Mesmo eleito e empossado na Presidência dentro de todo o sistema há muito estabelecido, Bolsonaro continuou questionando o processo eleitoral e jogando seus eleitores contra o STF e o TSE.

A crescente violência política continuou fazendo vítimas em diferentes partes do país. Ainda que nem todos os casos fossem praticados por bolsonaristas, instalou-se um clima de hostilidade permanente até em manifestações políticas das mais singelas.

Em 2019, Antônio Carlos Rodrigues Furtado, de 61 anos, morreu após ter sido agredido por um “simpatizante da direita” e eleitor de Bolsonaro. Em julho de 2022, o então policial penal e bolsonarista Jorge Guaranho invadiu uma festa e matou a tiros o aniversariante e admirador de Lula Marcelo Arruda, guarda municipal e tesoureiro do PT em Foz do Iguaçu (PR). Em setembro passado, apenas dois anos depois do crime, Guaranho foi autorizado pela Justiça a cumprir prisão domiciliar.

Ao longo de todo o seu mandato na Presidência, Bolsonaro atiçou a indisciplina nas Forças Armadas, colocou em dúvida a isenção do TSE e a integridade das urnas eletrônicas e mandou mensagens enigmáticas para tornar seu eleitorado ficar em prontidão para algo grave que estava prestes a acontecer. Em junho de 2020, um grupo de extrema direita pró-Bolsonaro denominado “300 do Brasil” soltou fogos contra o prédio do STF e fez ameaças a ministros do tribunal.

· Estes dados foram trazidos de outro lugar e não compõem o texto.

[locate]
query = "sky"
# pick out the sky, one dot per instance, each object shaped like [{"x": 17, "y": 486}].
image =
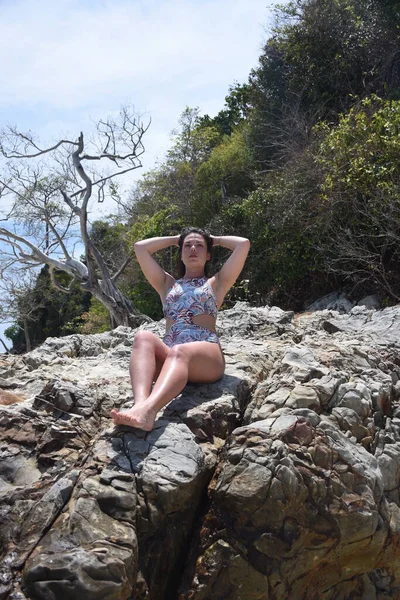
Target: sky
[{"x": 68, "y": 63}]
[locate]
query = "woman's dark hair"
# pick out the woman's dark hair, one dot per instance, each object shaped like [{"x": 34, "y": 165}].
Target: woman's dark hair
[{"x": 185, "y": 232}]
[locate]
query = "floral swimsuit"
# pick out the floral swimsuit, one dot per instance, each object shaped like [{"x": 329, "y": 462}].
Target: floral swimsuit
[{"x": 186, "y": 299}]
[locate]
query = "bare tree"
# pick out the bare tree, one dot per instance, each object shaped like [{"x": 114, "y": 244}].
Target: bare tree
[{"x": 46, "y": 194}]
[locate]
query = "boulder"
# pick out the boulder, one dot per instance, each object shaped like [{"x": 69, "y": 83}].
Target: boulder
[{"x": 279, "y": 481}]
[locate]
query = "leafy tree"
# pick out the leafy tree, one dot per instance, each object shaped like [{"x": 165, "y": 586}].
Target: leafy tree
[
  {"x": 323, "y": 54},
  {"x": 360, "y": 198},
  {"x": 41, "y": 311}
]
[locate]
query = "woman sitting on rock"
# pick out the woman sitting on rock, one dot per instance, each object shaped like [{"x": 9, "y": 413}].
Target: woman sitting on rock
[{"x": 190, "y": 350}]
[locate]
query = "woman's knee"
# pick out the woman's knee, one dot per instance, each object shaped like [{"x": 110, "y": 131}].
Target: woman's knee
[
  {"x": 144, "y": 338},
  {"x": 179, "y": 352}
]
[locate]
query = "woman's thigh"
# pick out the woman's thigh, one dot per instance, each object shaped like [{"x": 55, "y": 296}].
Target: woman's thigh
[
  {"x": 206, "y": 362},
  {"x": 146, "y": 341}
]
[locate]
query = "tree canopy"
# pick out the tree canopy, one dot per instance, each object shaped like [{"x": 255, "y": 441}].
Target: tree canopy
[{"x": 302, "y": 159}]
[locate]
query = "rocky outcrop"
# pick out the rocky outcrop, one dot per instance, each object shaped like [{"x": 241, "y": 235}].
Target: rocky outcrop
[{"x": 279, "y": 481}]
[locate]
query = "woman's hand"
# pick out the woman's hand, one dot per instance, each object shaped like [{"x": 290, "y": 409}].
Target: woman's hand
[{"x": 216, "y": 240}]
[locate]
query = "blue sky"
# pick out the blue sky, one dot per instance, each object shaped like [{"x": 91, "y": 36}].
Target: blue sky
[{"x": 68, "y": 63}]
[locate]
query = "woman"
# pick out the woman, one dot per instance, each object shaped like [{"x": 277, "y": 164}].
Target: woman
[{"x": 190, "y": 350}]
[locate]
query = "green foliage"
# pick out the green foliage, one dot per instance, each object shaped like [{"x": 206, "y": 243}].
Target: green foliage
[
  {"x": 237, "y": 109},
  {"x": 96, "y": 319},
  {"x": 57, "y": 313},
  {"x": 322, "y": 55},
  {"x": 360, "y": 197}
]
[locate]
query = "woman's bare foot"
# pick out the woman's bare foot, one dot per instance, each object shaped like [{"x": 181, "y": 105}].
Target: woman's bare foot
[{"x": 137, "y": 416}]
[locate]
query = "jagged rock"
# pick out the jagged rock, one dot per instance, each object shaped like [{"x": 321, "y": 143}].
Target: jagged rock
[{"x": 279, "y": 481}]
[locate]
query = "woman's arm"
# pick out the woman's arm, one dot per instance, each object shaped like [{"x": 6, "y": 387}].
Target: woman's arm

Com a possibilidade de uma derrota eleitoral cada vez mais concreta em 2022, Bolsonaro ameaçava virar a mesa e não aceitar o resultado. Promoveu reuniões golpistas com militares e civis, como a realizada em julho de 2022 no Palácio do Planalto e depois denunciada, em acordo de delação premiada, pelo seu ex-auxiliar Mauro Cid.

No final de outubro, o aliado de Bolsonaro e ex-deputado federal Roberto Jefferson arremessou três granadas e deu cerca de 50 tiros de fuzil contra uma equipe da Polícia Federal que foi prendê-lo por diversas ameaças que fez a ministros do STF.

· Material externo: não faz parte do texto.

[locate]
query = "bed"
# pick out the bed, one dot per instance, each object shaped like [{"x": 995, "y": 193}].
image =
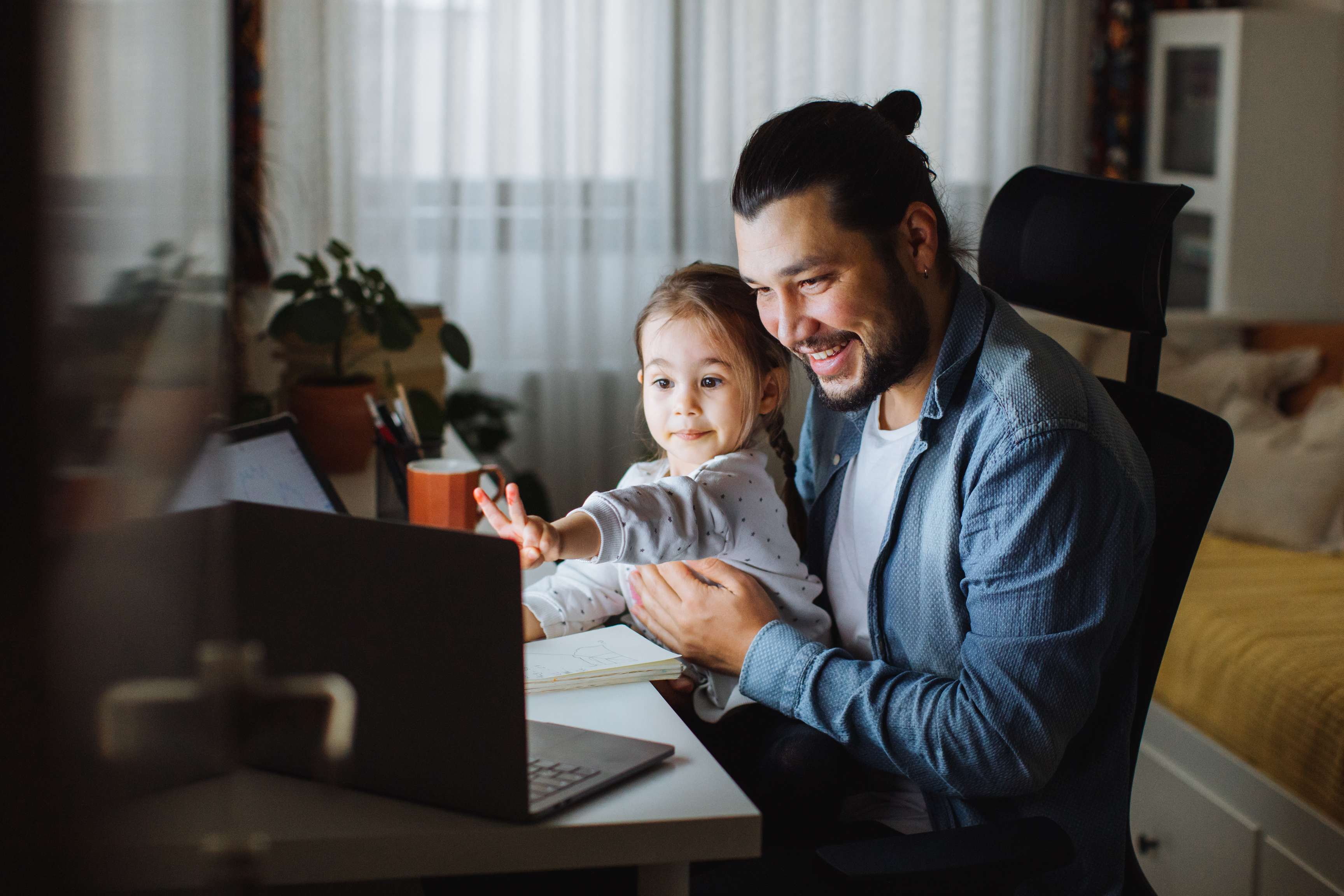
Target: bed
[
  {"x": 1240, "y": 786},
  {"x": 1256, "y": 662}
]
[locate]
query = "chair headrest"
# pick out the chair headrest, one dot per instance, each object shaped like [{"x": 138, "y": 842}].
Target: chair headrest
[{"x": 1089, "y": 249}]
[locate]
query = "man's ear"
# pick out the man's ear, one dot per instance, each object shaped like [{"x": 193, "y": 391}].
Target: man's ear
[
  {"x": 917, "y": 241},
  {"x": 771, "y": 390}
]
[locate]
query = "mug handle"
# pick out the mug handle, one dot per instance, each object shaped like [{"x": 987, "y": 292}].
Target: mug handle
[{"x": 500, "y": 481}]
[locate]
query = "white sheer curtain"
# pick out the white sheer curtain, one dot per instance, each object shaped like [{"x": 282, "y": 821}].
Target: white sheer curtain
[
  {"x": 1002, "y": 82},
  {"x": 537, "y": 166}
]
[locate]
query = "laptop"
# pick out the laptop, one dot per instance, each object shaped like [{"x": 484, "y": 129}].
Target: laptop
[{"x": 427, "y": 626}]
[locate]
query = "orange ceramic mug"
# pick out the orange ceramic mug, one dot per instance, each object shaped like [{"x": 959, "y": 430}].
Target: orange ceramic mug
[{"x": 440, "y": 491}]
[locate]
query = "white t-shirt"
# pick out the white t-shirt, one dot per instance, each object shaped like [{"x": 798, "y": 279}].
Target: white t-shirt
[
  {"x": 866, "y": 497},
  {"x": 870, "y": 487}
]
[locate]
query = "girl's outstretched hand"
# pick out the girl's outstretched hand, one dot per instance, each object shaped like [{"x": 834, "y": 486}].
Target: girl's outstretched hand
[{"x": 537, "y": 539}]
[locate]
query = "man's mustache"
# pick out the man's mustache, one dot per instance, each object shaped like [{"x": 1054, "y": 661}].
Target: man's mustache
[{"x": 824, "y": 343}]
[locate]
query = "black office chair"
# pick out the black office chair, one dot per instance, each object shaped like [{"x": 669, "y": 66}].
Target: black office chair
[{"x": 1099, "y": 252}]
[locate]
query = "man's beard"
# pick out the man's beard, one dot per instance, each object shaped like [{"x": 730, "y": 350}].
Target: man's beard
[{"x": 890, "y": 360}]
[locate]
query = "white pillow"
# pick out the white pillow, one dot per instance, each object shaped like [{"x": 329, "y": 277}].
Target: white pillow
[
  {"x": 1213, "y": 381},
  {"x": 1287, "y": 481}
]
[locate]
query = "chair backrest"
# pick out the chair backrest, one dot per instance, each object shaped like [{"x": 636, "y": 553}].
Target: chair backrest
[
  {"x": 1089, "y": 249},
  {"x": 1099, "y": 252}
]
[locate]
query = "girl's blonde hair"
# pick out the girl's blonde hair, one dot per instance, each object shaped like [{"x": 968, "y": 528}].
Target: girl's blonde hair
[{"x": 716, "y": 298}]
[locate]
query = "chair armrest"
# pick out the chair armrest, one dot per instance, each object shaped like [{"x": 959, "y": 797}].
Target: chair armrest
[{"x": 999, "y": 855}]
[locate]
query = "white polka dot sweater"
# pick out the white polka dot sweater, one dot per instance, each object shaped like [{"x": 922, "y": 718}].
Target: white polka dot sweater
[{"x": 728, "y": 508}]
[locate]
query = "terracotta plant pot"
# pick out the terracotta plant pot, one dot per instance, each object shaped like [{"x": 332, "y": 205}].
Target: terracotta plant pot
[{"x": 335, "y": 422}]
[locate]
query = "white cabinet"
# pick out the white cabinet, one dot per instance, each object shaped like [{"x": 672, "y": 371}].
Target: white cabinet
[
  {"x": 1244, "y": 110},
  {"x": 1187, "y": 840}
]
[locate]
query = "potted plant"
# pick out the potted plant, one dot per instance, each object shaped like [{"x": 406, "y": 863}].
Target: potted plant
[{"x": 330, "y": 308}]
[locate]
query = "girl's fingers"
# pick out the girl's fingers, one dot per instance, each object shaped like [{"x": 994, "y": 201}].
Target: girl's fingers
[
  {"x": 491, "y": 512},
  {"x": 515, "y": 506},
  {"x": 548, "y": 541}
]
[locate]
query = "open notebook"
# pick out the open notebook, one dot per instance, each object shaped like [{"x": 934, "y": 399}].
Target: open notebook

No início daquele mês, numa live na internet, Bolsonaro disse aos seus seguidores: “Não preciso dizer o que estou pensando, mas você sabe o que está em jogo. Você sabe como você deve se preparar, não para o novo Capitólio, ninguém quer invadir nada, mas sabemos o que temos que fazer antes das eleições”. Estava em curso toda uma tramoia golpista, já fartamente investigada e exposta pela Polícia Federal.

O eleitorado de Bolsonaro respondeu à derrota eleitoral a princípio com o bloqueio de rodovias, sobre o qual o presidente evitou, até quando foi possível, uma condenação expressa. Em paralelo, foram instalados acampamentos na frente de unidades militares que os comandantes do Exército aceitaram passivamente. Os bolsonaristas queriam dar um golpe militar com o termo eufemístico de “intervenção”, uma inconstitucionalidade.

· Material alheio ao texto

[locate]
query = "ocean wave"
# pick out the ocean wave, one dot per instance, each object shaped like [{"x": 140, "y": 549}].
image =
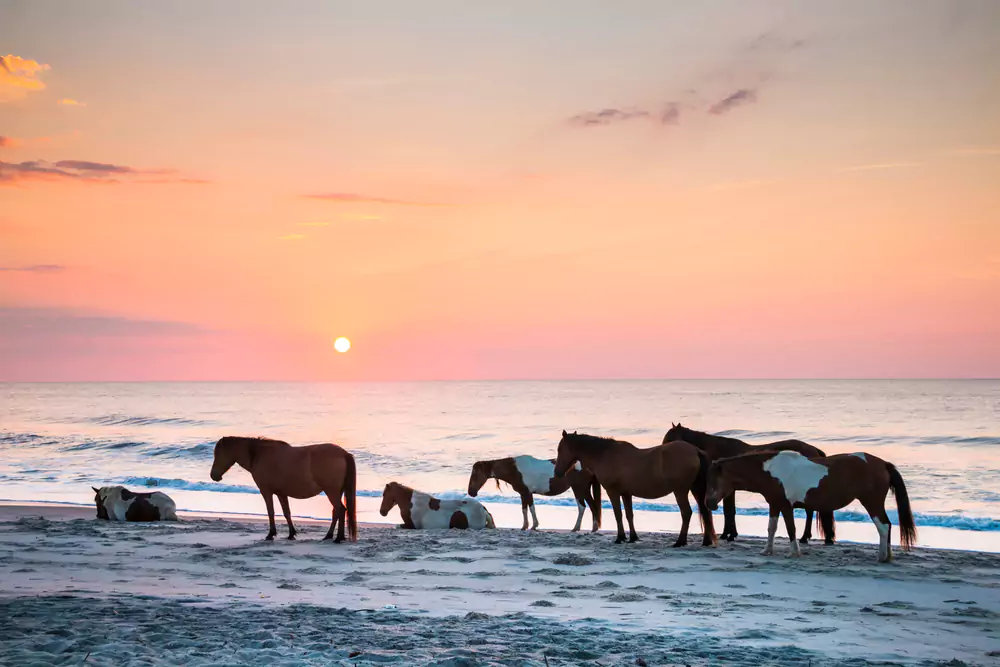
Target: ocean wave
[{"x": 127, "y": 420}]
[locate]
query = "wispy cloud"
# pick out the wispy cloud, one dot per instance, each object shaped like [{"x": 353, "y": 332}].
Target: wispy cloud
[
  {"x": 35, "y": 268},
  {"x": 352, "y": 198},
  {"x": 882, "y": 165},
  {"x": 19, "y": 76},
  {"x": 978, "y": 150},
  {"x": 730, "y": 102},
  {"x": 84, "y": 171}
]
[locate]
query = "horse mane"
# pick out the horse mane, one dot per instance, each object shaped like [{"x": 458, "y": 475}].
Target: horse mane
[{"x": 592, "y": 444}]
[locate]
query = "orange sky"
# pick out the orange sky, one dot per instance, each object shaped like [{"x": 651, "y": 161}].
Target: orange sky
[{"x": 581, "y": 191}]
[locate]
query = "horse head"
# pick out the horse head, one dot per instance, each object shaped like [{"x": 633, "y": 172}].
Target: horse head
[
  {"x": 676, "y": 432},
  {"x": 566, "y": 456}
]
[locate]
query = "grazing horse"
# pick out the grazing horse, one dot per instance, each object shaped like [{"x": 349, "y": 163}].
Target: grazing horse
[
  {"x": 624, "y": 471},
  {"x": 719, "y": 447},
  {"x": 116, "y": 503},
  {"x": 528, "y": 475},
  {"x": 420, "y": 510},
  {"x": 281, "y": 470},
  {"x": 787, "y": 479}
]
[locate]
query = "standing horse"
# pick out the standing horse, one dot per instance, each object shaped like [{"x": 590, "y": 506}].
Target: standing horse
[
  {"x": 624, "y": 471},
  {"x": 787, "y": 480},
  {"x": 528, "y": 475},
  {"x": 719, "y": 447},
  {"x": 281, "y": 470}
]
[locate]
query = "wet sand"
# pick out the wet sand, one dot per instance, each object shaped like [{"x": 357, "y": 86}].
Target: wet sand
[{"x": 211, "y": 591}]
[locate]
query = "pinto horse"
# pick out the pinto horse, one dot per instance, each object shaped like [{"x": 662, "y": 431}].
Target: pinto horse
[
  {"x": 787, "y": 480},
  {"x": 528, "y": 475},
  {"x": 719, "y": 447},
  {"x": 625, "y": 471},
  {"x": 424, "y": 511},
  {"x": 281, "y": 470}
]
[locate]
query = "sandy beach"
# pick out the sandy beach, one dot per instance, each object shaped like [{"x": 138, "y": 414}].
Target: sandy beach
[{"x": 210, "y": 591}]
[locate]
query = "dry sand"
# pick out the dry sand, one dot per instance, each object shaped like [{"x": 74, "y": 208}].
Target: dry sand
[{"x": 210, "y": 591}]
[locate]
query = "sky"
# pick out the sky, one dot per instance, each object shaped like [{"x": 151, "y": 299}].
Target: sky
[{"x": 517, "y": 190}]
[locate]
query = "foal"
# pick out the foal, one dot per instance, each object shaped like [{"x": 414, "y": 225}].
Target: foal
[
  {"x": 788, "y": 479},
  {"x": 528, "y": 475},
  {"x": 625, "y": 471},
  {"x": 281, "y": 470},
  {"x": 719, "y": 447}
]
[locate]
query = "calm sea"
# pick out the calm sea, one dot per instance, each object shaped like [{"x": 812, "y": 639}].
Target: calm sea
[{"x": 57, "y": 440}]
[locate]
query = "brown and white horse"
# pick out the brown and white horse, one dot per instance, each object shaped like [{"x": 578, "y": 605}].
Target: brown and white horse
[
  {"x": 624, "y": 471},
  {"x": 787, "y": 480},
  {"x": 720, "y": 447},
  {"x": 281, "y": 470},
  {"x": 116, "y": 503},
  {"x": 420, "y": 510},
  {"x": 528, "y": 475}
]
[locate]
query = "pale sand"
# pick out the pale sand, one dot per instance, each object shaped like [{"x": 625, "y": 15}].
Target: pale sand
[{"x": 203, "y": 591}]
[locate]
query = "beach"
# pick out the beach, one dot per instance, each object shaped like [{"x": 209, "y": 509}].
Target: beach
[{"x": 208, "y": 590}]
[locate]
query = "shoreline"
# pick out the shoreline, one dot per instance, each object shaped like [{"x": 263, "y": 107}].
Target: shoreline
[{"x": 833, "y": 605}]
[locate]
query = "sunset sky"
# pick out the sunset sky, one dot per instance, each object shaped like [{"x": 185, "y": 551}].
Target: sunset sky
[{"x": 217, "y": 191}]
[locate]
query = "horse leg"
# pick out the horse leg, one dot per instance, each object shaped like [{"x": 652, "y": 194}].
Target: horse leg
[
  {"x": 772, "y": 528},
  {"x": 684, "y": 505},
  {"x": 581, "y": 506},
  {"x": 807, "y": 533},
  {"x": 269, "y": 503},
  {"x": 789, "y": 514},
  {"x": 632, "y": 535},
  {"x": 525, "y": 501},
  {"x": 288, "y": 516},
  {"x": 616, "y": 505},
  {"x": 876, "y": 510},
  {"x": 729, "y": 512}
]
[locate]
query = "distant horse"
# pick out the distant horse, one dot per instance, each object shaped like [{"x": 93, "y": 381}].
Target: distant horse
[
  {"x": 625, "y": 471},
  {"x": 420, "y": 510},
  {"x": 116, "y": 503},
  {"x": 528, "y": 475},
  {"x": 719, "y": 447},
  {"x": 295, "y": 472},
  {"x": 787, "y": 480}
]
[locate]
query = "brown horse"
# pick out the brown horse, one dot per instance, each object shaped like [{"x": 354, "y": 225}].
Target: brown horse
[
  {"x": 624, "y": 471},
  {"x": 719, "y": 447},
  {"x": 787, "y": 480},
  {"x": 295, "y": 472},
  {"x": 528, "y": 475}
]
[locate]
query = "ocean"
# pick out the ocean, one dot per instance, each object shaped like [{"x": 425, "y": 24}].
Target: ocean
[{"x": 58, "y": 440}]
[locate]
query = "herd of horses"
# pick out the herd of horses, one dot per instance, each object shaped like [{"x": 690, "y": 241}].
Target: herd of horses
[{"x": 788, "y": 474}]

No final de 2022, descobriu-se um complô terrorista que quase detonou uma bomba nas proximidades do aeroporto internacional de Brasília. Dias antes, um grupo bolsonarista tentou invadir o prédio da Polícia Federal em Brasília e incendiou carros e um ônibus. Bolsonaro se recusou a passar a faixa presidencial e voou para os EUA. Em 8 de Janeiro, veio o ataque massivo frontal e uma grande destruição nos prédios representativos dos três Poderes: Palácio do Planalto, STF e Congresso Nacional.

Não há evidências, até o fechamento deste texto, de que Francisco Wanderley Luiz tenha participado de uma conspiração mais ampla com outras pessoas e financiadores para cometer o ato de 13 de novembro.

Bolsonaro pode não ter acendido, como de fato não acendeu, o pavio do explosivo que matou Luiz. Mas o rastilho de pólvora até sua morte foi espalhado muito antes. O autor dessa marcha insensata tem nome e sobrenome.

Muito embora os políticos bolsonaristas possam garantir aos seus seguidores, perto do cadáver de Luiz, que “não estamos entendendo o que aconteceu”.